La lecture juste n’est pas qu’il faudrait arrêter le médicament, ni qu’il faudrait cesser de lire les reportages sur la personnalité comme significatifs. C’est que les deux reportages ensemble nous disent ce que le médicament fait réellement, à savoir lever un jeu d’inflammations involontaires chez une personne et, ce faisant, mettre à nu le reste des inflammations involontaires sur lesquelles cette personne marchait. La personne à laquelle il faut maintenant penser, en politique comme en morale, est quelqu’un dont l’intérieur n’est plus un théâtre moral privé mais une chimie qui admet une intervention de l’extérieur. Cette personne n’est pas pire que l’ancienne. Elle est autre. Le travail de la prochaine décennie d’argumentation culturelle est de lui donner un vocabulaire qui ne fasse pas semblant qu’elle est la personne de 1980.

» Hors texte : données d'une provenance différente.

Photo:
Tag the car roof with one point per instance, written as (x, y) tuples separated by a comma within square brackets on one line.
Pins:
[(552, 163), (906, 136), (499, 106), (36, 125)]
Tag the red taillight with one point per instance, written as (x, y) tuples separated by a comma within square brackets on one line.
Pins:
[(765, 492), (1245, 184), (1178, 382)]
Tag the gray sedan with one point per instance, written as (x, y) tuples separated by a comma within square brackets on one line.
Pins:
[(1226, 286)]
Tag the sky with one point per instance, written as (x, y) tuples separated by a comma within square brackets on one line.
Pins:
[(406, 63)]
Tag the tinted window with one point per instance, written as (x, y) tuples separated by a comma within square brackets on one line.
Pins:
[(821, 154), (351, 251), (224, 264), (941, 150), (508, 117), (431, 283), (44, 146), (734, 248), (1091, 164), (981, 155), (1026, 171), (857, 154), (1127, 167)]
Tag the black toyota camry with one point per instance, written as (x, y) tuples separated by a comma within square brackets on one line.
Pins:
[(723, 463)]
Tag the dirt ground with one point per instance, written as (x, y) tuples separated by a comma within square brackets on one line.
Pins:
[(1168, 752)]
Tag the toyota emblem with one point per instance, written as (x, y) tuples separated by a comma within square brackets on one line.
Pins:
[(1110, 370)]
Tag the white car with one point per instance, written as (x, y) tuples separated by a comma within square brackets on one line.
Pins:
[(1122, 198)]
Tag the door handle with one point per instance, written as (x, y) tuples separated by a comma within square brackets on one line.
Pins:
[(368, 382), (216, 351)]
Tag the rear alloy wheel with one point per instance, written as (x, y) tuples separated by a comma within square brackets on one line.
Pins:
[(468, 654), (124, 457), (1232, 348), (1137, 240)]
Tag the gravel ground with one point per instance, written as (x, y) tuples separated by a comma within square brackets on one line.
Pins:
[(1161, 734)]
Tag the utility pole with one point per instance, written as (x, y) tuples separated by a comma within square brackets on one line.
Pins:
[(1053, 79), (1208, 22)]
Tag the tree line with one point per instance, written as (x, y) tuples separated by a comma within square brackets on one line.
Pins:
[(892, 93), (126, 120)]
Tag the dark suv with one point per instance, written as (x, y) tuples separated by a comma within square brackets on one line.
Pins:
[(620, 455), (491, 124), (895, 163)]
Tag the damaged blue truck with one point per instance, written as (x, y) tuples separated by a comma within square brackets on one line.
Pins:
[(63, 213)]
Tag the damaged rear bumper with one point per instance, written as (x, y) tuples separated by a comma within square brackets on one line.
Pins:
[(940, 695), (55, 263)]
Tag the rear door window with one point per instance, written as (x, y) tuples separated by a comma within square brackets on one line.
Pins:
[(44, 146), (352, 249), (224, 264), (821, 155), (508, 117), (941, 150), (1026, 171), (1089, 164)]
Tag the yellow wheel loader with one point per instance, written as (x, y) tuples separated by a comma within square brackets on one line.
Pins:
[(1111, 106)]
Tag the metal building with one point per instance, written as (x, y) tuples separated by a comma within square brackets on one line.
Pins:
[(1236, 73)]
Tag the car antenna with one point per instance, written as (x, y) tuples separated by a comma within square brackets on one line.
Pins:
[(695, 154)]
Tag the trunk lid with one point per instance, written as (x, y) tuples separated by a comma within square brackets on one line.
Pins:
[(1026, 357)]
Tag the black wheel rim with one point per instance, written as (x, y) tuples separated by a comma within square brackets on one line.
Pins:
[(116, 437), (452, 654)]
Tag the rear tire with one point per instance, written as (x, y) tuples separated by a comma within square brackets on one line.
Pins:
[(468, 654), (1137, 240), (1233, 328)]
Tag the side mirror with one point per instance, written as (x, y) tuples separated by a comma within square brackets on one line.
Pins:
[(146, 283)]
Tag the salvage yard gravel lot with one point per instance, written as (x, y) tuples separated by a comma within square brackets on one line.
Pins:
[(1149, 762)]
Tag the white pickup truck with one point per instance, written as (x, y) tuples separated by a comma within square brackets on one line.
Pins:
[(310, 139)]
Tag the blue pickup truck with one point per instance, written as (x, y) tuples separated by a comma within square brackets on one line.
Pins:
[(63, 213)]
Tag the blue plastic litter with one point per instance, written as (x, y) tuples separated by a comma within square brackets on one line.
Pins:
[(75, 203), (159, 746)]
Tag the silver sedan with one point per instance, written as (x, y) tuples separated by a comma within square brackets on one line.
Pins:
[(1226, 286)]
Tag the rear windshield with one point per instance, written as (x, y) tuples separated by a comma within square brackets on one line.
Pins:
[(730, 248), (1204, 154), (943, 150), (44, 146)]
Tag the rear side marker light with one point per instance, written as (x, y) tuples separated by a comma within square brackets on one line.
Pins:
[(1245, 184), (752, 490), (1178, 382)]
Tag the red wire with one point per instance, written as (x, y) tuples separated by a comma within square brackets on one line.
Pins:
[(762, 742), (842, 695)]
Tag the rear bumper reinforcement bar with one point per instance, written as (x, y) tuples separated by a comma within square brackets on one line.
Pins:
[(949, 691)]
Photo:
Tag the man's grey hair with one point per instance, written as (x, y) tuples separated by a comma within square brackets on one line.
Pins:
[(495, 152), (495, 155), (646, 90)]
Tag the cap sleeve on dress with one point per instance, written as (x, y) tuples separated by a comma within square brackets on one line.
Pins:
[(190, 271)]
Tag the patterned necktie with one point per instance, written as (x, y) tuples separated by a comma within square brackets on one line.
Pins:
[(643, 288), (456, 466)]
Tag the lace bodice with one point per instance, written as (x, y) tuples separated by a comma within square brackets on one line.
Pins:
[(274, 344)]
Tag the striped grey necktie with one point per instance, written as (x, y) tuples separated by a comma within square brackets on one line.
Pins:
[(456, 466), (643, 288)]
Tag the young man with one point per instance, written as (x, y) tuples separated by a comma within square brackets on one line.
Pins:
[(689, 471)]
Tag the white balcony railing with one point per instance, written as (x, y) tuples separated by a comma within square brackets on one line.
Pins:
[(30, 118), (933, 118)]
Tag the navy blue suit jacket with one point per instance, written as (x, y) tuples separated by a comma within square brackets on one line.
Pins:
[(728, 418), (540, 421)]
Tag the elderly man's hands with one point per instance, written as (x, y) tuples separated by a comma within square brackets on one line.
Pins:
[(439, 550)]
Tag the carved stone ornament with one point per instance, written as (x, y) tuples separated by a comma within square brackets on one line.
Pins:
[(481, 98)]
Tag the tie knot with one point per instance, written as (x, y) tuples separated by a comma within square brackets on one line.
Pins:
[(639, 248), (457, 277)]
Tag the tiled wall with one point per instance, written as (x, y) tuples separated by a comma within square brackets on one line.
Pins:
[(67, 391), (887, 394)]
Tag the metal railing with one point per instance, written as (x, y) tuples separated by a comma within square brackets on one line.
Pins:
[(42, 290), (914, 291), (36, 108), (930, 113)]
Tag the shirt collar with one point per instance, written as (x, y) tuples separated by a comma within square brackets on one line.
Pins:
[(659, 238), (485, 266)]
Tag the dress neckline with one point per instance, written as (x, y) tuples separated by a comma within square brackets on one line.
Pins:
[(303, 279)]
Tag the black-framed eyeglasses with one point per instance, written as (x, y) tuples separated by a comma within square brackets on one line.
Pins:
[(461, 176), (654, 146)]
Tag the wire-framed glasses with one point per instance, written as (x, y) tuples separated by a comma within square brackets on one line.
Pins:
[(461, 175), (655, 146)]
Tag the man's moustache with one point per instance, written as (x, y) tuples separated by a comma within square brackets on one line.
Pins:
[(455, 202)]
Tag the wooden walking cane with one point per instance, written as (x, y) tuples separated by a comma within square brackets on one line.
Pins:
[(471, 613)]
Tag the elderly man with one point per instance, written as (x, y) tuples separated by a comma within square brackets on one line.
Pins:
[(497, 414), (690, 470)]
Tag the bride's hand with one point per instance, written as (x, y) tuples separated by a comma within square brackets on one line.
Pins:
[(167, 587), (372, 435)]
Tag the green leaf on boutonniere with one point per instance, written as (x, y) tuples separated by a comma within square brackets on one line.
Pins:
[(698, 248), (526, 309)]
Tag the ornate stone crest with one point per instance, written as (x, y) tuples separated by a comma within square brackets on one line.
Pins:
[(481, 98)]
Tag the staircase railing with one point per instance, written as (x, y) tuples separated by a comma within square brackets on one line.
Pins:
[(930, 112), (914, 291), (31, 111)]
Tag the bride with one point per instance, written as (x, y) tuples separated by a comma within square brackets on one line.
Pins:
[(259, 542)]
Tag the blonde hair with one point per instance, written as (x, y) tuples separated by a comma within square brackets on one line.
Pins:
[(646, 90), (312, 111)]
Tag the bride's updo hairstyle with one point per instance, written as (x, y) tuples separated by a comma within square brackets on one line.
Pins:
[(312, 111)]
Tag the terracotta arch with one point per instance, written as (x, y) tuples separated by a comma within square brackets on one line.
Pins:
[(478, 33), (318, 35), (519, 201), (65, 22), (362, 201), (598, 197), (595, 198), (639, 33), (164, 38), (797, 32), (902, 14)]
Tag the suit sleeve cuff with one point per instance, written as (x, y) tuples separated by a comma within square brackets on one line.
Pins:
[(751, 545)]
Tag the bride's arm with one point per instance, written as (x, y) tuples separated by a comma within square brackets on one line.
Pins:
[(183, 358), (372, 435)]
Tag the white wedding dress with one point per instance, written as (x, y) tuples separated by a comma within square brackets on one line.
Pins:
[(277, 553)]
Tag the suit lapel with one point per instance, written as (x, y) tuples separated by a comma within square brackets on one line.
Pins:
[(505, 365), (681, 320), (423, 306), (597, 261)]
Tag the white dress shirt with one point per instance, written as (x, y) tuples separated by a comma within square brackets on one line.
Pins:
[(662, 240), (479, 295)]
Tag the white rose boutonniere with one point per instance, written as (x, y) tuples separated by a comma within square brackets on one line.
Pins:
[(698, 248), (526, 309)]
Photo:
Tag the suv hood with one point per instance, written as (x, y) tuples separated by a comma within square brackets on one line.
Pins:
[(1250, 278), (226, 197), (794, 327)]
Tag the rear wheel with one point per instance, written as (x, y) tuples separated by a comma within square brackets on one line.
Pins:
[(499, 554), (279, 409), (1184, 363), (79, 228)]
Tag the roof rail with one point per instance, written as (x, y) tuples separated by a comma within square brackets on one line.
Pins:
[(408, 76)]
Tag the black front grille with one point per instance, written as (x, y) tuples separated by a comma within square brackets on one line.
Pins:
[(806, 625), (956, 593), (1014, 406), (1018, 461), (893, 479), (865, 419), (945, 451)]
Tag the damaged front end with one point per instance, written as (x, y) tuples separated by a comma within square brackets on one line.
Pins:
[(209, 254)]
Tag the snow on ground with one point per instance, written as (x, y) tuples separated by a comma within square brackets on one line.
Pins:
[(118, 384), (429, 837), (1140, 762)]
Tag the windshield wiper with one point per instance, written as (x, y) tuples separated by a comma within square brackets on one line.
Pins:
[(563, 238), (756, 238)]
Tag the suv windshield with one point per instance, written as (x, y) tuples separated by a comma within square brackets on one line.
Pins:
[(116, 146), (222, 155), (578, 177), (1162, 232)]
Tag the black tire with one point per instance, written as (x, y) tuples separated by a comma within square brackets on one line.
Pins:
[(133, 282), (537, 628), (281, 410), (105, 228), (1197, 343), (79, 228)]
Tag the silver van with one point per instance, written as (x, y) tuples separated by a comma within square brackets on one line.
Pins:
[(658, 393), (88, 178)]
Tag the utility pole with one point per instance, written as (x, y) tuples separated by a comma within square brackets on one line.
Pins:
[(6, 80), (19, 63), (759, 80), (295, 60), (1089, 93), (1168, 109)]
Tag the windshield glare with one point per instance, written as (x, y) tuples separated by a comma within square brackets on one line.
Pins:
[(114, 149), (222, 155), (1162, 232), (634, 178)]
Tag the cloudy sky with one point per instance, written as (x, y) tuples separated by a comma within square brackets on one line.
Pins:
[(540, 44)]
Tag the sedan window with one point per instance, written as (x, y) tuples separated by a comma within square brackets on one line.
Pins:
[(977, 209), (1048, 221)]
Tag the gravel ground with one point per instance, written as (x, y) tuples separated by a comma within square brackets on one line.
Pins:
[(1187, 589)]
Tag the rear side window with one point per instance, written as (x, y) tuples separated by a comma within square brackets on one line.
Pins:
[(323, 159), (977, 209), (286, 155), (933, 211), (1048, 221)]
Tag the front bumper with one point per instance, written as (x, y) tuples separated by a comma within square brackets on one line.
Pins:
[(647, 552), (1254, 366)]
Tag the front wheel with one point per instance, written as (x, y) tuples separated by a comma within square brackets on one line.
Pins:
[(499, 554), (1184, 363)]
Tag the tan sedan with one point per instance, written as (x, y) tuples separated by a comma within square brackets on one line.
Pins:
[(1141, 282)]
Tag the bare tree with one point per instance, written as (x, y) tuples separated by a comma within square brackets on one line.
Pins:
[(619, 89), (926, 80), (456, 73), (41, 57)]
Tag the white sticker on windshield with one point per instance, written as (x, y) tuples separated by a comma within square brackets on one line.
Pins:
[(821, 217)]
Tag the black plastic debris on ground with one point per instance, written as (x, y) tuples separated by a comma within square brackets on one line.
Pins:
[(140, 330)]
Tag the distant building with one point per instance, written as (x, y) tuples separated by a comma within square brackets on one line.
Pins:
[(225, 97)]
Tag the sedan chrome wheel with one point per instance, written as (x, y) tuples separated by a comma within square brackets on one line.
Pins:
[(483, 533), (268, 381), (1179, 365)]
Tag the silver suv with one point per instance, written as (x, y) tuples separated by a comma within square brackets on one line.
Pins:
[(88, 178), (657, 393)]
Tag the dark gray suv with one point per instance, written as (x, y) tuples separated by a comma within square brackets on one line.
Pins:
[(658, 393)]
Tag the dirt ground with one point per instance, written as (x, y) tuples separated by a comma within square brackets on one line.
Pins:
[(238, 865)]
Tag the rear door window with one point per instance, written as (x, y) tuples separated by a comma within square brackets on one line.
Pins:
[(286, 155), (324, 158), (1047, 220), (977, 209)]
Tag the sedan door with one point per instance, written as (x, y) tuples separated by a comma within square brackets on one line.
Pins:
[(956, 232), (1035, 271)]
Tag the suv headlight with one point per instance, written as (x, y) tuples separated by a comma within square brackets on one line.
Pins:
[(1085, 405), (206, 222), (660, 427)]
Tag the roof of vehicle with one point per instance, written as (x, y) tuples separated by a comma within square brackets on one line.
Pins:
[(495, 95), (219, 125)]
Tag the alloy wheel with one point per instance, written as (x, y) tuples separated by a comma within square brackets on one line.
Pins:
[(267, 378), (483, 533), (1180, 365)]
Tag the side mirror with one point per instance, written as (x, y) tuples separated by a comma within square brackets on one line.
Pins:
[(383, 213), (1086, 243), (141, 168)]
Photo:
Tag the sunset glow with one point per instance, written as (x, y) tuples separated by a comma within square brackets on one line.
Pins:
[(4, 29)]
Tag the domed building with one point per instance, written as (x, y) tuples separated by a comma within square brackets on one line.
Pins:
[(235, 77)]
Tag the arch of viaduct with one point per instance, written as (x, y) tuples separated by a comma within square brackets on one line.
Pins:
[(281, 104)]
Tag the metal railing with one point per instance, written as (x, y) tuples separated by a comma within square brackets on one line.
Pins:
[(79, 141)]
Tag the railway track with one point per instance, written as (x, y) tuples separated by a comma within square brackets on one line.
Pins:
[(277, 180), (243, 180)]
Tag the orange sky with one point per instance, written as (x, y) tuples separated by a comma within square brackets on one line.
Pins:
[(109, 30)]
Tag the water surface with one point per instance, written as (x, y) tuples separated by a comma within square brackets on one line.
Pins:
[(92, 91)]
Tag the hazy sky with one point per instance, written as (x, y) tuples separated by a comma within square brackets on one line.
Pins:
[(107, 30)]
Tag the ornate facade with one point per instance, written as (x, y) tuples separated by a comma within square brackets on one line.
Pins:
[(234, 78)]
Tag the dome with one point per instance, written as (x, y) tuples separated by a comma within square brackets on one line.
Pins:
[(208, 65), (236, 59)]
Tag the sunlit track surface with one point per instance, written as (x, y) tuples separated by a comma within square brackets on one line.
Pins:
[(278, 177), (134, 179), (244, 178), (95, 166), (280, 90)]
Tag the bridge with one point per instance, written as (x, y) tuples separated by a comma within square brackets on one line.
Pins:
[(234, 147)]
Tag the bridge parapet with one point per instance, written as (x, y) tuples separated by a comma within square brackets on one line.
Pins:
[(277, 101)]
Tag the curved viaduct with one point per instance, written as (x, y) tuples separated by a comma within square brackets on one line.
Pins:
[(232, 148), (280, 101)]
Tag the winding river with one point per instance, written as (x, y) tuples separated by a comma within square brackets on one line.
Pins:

La chose la moins utile que nous puissions faire est de décider lequel des deux textes a raison. Le texte du déplacement de culpabilité a raison. Le texte de la personnalité a raison. Les deux le sont pour la même raison : ils décrivent une personne qui allait toujours être plus réductible que ne le permettait le récit culturel. Le médicament n’a pas inventé cette personne. Il l’a révélée et lui a demandé de vivre en public. Le droit de l’industrie alimentaire à être nommée coauteur de la transition obésitaire est établi par la même physiologie qui établit le droit d’une patiente à se voir dire que son week-end plat n’est pas, comme l’aurait dit l’ancien cadre, la preuve d’un problème dans sa pratique de gratitude. C’est la preuve que le médicament fait ce que le médicament fait. Le travail du prochain débat est de décider ce que nous voulons vouloir — et d’admettre que la question a toujours été plus intéressante que le moralisme avec lequel nous refusions de la poser.